By Shawn McMullen
All this took place to fulfill what the Lord had said through the prophet: ‘The virgin will be with child and will give birth to a son, and they will call him Immanuel’—which means, ‘God with us’ (Matthew 1:22, 23).
The name Immanuel represents two key doctrines of the Christian faith: the deity of Christ and the incarnation. The apostle Paul explained that Jesus, “being in very nature God, did not consider equality with God something to be used to his own advantage; rather, he made himself nothing by taking the very nature of a servant, being made in human likeness” (Philippians 2:6, 7).
Believers today respond positively to these doctrines. What greater news is there than that God (deity) became a man (incarnation) to save us from our sins?
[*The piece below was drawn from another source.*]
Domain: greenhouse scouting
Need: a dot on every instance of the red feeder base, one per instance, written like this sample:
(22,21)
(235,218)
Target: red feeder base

But having God dwell among men was sometimes a troubling—and frightening—thought to ancient believers. Moses hid his face before the burning bush on Mount Horeb because he was afraid to look upon God (Exodus 3:6). When Manoah, the father of Samson, found himself in the presence of the angel of the Lord, he and his wife fell to their faces on the ground. “We are doomed to die!” Manoah exclaimed. “We have seen God!” (Judges 13:22). When Isaiah recognized the presence of the Lord in the temple he said, “Woe to me!
. . . I am ruined! For I am a man of unclean lips, and I live among a people of unclean lips, and my eyes have seen the King, the Lord Almighty” (Isaiah 6:5).
In fairness, these folks had good reason to fear. When Moses asked to see the Lord’s glory, God explained, “You cannot see my face, for no one may see me and live” (Exodus 33:20).
Years later an angel announced the birth of Christ to a band of shepherds on a Judean hillside. As we might expect, the shepherds’ initial reaction was one of terror. But with a little coaxing from the heavenly host they overcame their fear, found the Christ child in the manger, and responded to the presence of God with awe and wonder.
That’s how we should view the birth of Christ today. Christmas reminds us that God drew near to us so we could draw near to him. The eternal God took on flesh and blood in order to save us when we were powerless to save ourselves. “While were still sinners, Christ died for us” (Romans 5:8).
This Christmas, let’s respond to the Lord with fear—not fear born of terror, but of awe, respect, and reverence. Let’s pause to marvel at this greatest of gifts, bask in the wonder of his amazing grace, and bow in worship before the one who created us, loved us, and saved us.
This editorial is adapted from one that first appeared in The Lookout December 21, 2008.